To improve the performance of a computer system, an Input/Output (I/O) processor may be added to off-load various I/O processing chores. FIG. 1 is a block diagram illustrating an I/O processor 100 and related subsystems. The I/O processor communicates with a host computer system (not shown in FIG. 1) over a primary bus 90. A bus that complies with a Peripheral Component Interconnect (PCI) standard (e.g., PCI Local Bus Specification, Version 2.1, a copy of which may be obtained from the PCI Special Interest Group) is an example of such a primary bus.
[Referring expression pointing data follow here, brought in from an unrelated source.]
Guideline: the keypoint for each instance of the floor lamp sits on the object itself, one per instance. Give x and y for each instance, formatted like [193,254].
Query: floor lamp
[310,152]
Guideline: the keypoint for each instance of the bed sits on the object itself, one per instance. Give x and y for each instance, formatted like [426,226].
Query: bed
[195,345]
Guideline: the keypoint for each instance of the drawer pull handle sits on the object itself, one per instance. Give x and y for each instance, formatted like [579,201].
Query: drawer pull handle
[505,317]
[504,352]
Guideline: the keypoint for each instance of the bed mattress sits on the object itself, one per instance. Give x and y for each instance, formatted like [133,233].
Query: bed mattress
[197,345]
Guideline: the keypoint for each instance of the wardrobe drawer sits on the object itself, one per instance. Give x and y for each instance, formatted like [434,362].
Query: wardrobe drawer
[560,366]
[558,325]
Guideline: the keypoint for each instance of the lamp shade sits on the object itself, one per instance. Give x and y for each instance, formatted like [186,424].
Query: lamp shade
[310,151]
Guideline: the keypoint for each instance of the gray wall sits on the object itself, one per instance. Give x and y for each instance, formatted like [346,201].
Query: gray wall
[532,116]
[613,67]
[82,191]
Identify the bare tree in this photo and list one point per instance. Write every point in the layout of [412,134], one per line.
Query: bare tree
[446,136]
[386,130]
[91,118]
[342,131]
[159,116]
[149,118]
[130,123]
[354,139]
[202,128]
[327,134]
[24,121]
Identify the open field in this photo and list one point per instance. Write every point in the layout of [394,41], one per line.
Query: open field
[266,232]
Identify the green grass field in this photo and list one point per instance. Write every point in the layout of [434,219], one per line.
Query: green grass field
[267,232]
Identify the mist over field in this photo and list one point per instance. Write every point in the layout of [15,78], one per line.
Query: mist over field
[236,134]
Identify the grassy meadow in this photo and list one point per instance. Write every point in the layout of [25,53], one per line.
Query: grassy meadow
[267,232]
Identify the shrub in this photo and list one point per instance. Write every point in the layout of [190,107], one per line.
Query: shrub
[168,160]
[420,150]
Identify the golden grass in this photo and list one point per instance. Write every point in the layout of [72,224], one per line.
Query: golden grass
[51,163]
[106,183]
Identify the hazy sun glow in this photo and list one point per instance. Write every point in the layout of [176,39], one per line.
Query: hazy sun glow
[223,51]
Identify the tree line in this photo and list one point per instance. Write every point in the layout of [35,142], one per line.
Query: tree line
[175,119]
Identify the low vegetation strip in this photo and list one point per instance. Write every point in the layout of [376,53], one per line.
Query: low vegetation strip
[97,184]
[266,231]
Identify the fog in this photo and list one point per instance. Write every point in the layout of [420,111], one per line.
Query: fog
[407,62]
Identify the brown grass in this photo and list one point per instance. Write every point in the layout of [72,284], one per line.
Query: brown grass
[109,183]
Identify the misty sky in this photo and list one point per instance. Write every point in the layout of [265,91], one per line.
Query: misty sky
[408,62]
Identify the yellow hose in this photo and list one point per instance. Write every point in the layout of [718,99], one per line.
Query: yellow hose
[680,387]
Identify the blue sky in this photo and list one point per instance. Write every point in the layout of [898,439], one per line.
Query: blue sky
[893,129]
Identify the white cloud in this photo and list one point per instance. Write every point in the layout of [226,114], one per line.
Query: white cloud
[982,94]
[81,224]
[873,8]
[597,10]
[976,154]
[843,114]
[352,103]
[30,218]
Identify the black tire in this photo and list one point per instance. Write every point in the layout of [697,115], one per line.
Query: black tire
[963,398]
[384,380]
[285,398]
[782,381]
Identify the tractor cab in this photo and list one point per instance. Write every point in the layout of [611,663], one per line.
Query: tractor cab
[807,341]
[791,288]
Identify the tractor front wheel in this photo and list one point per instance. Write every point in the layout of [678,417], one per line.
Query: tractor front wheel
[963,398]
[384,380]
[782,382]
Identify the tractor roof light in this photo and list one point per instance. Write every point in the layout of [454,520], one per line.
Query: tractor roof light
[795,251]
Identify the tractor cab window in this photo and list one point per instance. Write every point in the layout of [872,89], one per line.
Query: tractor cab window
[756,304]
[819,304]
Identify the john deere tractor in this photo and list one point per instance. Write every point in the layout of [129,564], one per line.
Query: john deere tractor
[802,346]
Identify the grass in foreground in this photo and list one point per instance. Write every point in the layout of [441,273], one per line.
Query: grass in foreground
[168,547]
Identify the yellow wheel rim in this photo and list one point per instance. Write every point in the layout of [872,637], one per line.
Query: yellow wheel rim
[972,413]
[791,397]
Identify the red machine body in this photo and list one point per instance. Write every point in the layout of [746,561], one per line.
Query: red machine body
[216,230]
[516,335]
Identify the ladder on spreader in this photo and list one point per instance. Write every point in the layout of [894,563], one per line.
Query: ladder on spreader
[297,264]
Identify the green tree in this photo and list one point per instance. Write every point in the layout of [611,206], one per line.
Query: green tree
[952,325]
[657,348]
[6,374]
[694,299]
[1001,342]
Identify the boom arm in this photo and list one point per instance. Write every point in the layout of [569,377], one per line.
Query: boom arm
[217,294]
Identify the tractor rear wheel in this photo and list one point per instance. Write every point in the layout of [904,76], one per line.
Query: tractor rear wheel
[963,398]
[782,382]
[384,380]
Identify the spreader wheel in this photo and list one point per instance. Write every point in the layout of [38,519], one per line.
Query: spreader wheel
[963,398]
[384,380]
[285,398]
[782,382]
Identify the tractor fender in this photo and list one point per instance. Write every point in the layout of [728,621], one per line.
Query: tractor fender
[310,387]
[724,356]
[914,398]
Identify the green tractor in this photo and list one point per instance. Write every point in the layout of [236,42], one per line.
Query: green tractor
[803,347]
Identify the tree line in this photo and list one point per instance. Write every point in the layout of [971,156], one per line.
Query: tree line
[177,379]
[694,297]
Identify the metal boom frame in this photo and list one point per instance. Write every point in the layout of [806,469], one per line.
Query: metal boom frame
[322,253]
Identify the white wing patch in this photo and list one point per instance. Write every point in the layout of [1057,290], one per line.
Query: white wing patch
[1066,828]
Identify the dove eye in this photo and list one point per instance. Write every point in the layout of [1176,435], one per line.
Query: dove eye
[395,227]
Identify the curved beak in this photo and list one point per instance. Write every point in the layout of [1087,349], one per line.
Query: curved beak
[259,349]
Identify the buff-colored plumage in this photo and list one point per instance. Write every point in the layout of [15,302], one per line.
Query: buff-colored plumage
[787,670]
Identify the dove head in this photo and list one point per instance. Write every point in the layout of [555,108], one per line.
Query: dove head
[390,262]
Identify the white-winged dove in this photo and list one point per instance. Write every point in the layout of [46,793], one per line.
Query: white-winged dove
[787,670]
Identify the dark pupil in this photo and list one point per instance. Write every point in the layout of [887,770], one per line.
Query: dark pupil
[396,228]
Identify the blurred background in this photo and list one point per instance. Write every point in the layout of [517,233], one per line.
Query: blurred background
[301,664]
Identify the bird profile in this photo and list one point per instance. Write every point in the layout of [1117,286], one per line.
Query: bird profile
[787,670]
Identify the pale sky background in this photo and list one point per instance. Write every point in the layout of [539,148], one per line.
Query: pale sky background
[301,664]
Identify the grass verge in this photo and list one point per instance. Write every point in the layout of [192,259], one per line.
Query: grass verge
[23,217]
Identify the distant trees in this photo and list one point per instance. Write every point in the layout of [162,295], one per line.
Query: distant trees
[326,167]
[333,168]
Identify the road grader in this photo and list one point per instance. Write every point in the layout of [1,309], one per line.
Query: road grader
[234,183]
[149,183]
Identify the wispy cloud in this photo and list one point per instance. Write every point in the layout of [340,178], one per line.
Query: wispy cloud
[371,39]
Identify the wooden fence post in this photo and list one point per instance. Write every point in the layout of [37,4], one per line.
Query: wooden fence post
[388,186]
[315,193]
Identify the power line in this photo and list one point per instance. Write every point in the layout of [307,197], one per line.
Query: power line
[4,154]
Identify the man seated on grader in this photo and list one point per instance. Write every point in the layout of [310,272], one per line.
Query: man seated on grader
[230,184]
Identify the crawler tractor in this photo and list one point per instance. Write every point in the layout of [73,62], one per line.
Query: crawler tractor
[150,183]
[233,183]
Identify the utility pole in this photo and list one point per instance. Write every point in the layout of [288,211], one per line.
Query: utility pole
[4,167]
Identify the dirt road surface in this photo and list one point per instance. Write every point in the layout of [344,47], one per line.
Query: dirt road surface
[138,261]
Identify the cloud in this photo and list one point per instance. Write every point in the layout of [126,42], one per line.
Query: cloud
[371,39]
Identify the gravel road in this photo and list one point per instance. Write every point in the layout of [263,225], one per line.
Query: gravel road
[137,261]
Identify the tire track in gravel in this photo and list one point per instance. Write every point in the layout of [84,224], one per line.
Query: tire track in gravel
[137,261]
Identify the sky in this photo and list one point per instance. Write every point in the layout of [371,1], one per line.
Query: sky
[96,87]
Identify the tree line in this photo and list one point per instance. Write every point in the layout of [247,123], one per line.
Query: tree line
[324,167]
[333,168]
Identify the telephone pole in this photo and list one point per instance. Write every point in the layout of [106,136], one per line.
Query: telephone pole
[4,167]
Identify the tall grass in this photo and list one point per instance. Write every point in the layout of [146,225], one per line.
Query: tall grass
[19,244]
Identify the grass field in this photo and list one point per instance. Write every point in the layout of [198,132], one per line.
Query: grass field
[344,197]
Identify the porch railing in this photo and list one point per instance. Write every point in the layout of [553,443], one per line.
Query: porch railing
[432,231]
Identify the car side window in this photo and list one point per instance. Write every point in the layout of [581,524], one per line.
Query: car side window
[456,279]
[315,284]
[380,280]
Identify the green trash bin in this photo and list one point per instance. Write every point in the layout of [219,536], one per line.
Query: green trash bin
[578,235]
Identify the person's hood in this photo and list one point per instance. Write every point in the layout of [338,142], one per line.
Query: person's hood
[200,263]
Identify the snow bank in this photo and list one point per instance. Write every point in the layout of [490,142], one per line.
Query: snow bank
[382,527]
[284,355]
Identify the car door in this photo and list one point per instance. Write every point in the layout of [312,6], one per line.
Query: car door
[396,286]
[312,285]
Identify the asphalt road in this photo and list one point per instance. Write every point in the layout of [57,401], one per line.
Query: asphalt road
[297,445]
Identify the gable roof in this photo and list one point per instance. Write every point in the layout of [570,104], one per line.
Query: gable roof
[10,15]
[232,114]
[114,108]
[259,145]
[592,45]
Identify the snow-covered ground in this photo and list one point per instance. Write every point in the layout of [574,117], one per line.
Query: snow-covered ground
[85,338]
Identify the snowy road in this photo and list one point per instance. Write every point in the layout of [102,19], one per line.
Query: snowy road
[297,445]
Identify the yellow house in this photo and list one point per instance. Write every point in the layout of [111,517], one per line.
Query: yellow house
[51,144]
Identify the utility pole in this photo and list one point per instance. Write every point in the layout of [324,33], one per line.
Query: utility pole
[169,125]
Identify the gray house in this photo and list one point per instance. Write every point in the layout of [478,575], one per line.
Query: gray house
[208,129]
The I/O processor 100 also communicates with various I/O subsystems 110, 120, 130, such as a network interface card or a hard disk drive, or "disk," subsystem 110, over a secondary PCI bus 95. The I/O processor may also communicate with a local memory 140, generally by using a memory controller.
When the host computer system transfers data with, for example, the disk subsystem 110, the I/O processor 100 may store a copy of the transferred data in the local memory 140. If so, the local memory 140 will contain any data that was recently transferred between the host computer system and the disk subsystem 110. This data in the local memory 140, known as a "cache," may be accessed by the I/O processor 100 faster than the data in the disk subsystem 110.
When the I/O processor 100 receives another request to transfer data between the host computer system and the disk subsystem 110, the I/O processor 100 looks first in the local memory 140 cache. If the data is already there, the I/O processor 100 avoids the time consuming task of accessing the disk subsystem 110. This allows for significantly enhanced I/O and system level performance. Such a cache may be used, for example, in server applications for either networking or storage information. Specifically, an application may use the I/O processor 100 and 128 megabytes (Mb) of local memory 140 to improve the performance of a Small Computer System Interface (SCSI) Redundant Array of Independent Disks (RAID) disk subsystem 110.
One disadvantage of such a cache system is that it assumes that all data sent to the I/O processor 100 is eventually stored on the non-volatile disk subsystem 110. If the data was not moved from the local memory 140 to the disk subsystem 110, the data may be lost if a system power failure occurs which causes the volatile local memory 140 to power down. Thus, the local memory 140 should retain the disk cache data, also referred to as the "memory image"--even in the event of a power failure. To allow this, the local memory 140 may be supplied with battery-backup power.
Certain memory types, such as Dynamic Random Access Memory (DRAM), store information in cells using a capacitor and a transistor. Because a capacitor may lose its electrical charge rather quickly, the DRAM is continuously given a new electric charge, or "refreshed," every few milliseconds (msec).
Consider a local memory 140 that uses DRAM. The refresh function is usually performed by a memory controller in the I/O processor 100. If the entire system loses power, such as during a power outage or when a power supply fails, the memory controller may also lose power. In this case, the memory controller will be unable to refresh the DRAM. Even if the DRAM has battery-backup power, the memory image will be lost if the DRAM is not constantly refreshed. Therefore, some I/O processor designs include an external agent, such an Application Specific Integrated Circuit (ASIC) component with battery-backup power, that refreshes the DRAM in the event of a power failure. Unfortunately, ASIC components are expensive and must be specially designed for a particular system.
Some memory types that need constant refreshing also have a "self-refresh" mode. Synchronous DRAM (SDRAM) is such a memory type. When the memory controller sends the SDRAM a self-refresh command, the SDRAM will continuously refresh itself autonomously with internal logic and timers. A self-refresh feature may be used, for example, to implement a low power mode in a lap-top computer. In such a system, the SDRAM refreshes itself when the memory controller is intentionally powered-down to extend battery life. Because memory contents don't need reloading when the lap-top computer leaves the low power mode, the system can rapidly return to normal operation. The SDRAM self-refresh feature has only been used with respect to intentional low-power modes, not power failures.
In view of the foregoing, a need exists for a method and apparatus that retains information in a local memory system during a power failure, and solves the other problems discussed above.